И Леонид Витальевич согласился стать заместителем заведующего художественной частью Оперной студии имени К- С. Станиславского.

А несколько дней спустя Собинов читал письмо Станиславского:

«Дорогой и милый Леонид Витальевич! Спасибо Вам большое за Ваше согласие работать с нами. Ваша телеграмма принесла мне много радости. Не сомневаюсь, что мы с Вами отлично поймем друг друга и поладим. Постараюсь, чтобы работа для Вас была приятной. Мы очень нуждаемся в таком маете ре своего искусства, как Вы. Не будьте только слишком строги к нам в первое время. Сама судьба хочет, чтобы мы опять встретились с Вами, как тогда, давно, в самом начале Вашей карьеры. Вспоминается концерт в театре Корша, в котором мы с Вами чуть ли не впервые выступали в качестве подлинных артистов. Таким образом, мы с Вами давнишние друзья и потому наше слияние еще больше радует. Еще раз благодарю и обнимаю Вас. Любящий Вас К. Станиславский».

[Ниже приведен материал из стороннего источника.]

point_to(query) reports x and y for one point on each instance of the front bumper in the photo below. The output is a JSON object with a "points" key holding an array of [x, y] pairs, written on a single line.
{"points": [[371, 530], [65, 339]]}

…Выйдя из дому в один из весенних дней, Леонид Витальевич как-то по-особому взглянул на мир. Ему казалось, будто и солнце сегодня светит ярче и воздух необыкновенно бодрящий Сощурившись, он с минуту постоял, натягивая перчатку на руку, потом легкой, молодой походкой зашагал по Большой Дмитровке. Он шел в театр, который должен был стать его вторым домом. Его ожидали. Весь коллектив в полном сборе, хотя не хватало еще десяти минут до назначенного часа. «Школа Константина Сергеевича!» — отметил он про себя. По тому, как осветились радостью горевшие любопытством и ожиданием молодые лица, как искренно прозвучали слова первых приветствий, Леонид Витальевич почувствовал, что здесь ему будет хорошо работать. Он обвел улыбающимся взглядом собравшихся. Вон в самой середине сидит Мария Леопольдовна Мельцер, великолепная Татьяна. Немного поодаль — не менее талантливая М. С. Гольдина, справа — А. Г. Детистов, Г. М. Бушуев, Н. Д. Панчехин…

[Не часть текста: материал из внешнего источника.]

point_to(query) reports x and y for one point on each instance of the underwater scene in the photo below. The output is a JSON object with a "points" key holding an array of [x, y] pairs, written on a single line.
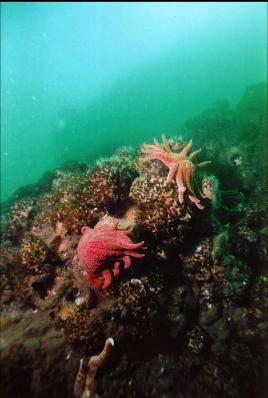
{"points": [[134, 200]]}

Л. В. Собинов, Л. В. Нежданова, К. С. Станиславский.

— Ну, друзья, давайте побеседуем, — предложил Леонид Витальевич. — Драматическая фраза должна быть не только сказана, но и спета. В этом я вижу основу своей задачи. В вашем возрасте голос гибок, пластичен, поддается обработке. В голосе у каждого из вас заложено богатство тембров, богатейшая палитра красок, которыми надо широко пользоваться в интересах художественной выразительности. Я не случайно воспользовался словом «палитра», — пояснил Собинов, заметив тень недоумения, пробежавшую по лицу сидевшего в первом ряду чрезвычайно внимательного юноши. — Это образное выражение подсказал мне один большой меломан, ныне покойный, в разговоре о пении несравненного Мазини. Брошенное моим собеседником слово открыло мне сразу глаза на процесс работы и дало такой толчок, который определил мое продвижение вперед и принес мне самому много творческой радости.